Name Description Default
server.contextPath The base URL to be allocated on deployment /tasty-search
server.port The port on which the application needs to be deployed 8080
load.threads Number of threads to concurrently load reviews into the structure 25
sample.data.limit Number of reviews to be sampled from the review file 100000
review.file Absolute Path of the file to be considered for loading reviews ./foods.txt

Defaults

  • REST Endpoint to fetch top 20 reviews: http://<host>:<port>/<base-path>/search?query=...
  • REST Endpoint to fetch top K reviews: http://<host>:<port>/<base-path>/search/{K}?query=...

How to run

  1. Clone the repository: git clone https://github.com/agrawal93/tasty-search.git && cd tasty-search
  2. Download the data-set: wget http://snap.stanford.edu/data/finefoods.txt.gz && gzip -d finefoods.txt.gz && mv finefoods.txt foods.txt
  3. Build the project: mvn clean install
  4. Run the project: java -jar target/tasty-search-1.0.0.jar
  5. Access the search web form at http://localhost:8080/tasty-search

Approach

  1. The file contains roughly 500K reviews. Need to sample it to 100K, but randomly. Read the file sequentially and generate random boolean at each review to decide whether to consider that review or not.
  2. Once the reviews were read, we need to store it in some kind of structure.

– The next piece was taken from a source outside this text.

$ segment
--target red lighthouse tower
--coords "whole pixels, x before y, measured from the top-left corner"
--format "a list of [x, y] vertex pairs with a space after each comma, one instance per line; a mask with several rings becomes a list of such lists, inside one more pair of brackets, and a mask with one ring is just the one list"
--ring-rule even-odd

Trie would be a better suited data structure since it can be used later for partial searches and the complexities are as follows:
    • inserting would be O(N) where N is the length of a given token.
    • querying would be O(N) where N is the length of a given token.
  3. But, we don't use Trie for each review. Instead, we make a customized Trie, which would be common to all reviews. At the end of each token, we store a set of all the review ids (generated in step 1) in which that particular token exists. Takes roughly about 8 seconds to read and load 100K sampled reviews into the structure.
  4. Once loaded, any query can be searched through the Trie node and all the reviews that contain the structure. The Review class can sort the list of reviews using the Comparable interface implemented (which sorts based on queryHits and reviewScore). For sorting the same, we leverage the TreeSet class provided by Java Collections Framework.
  5. Output the top K reviews from the TreeSet.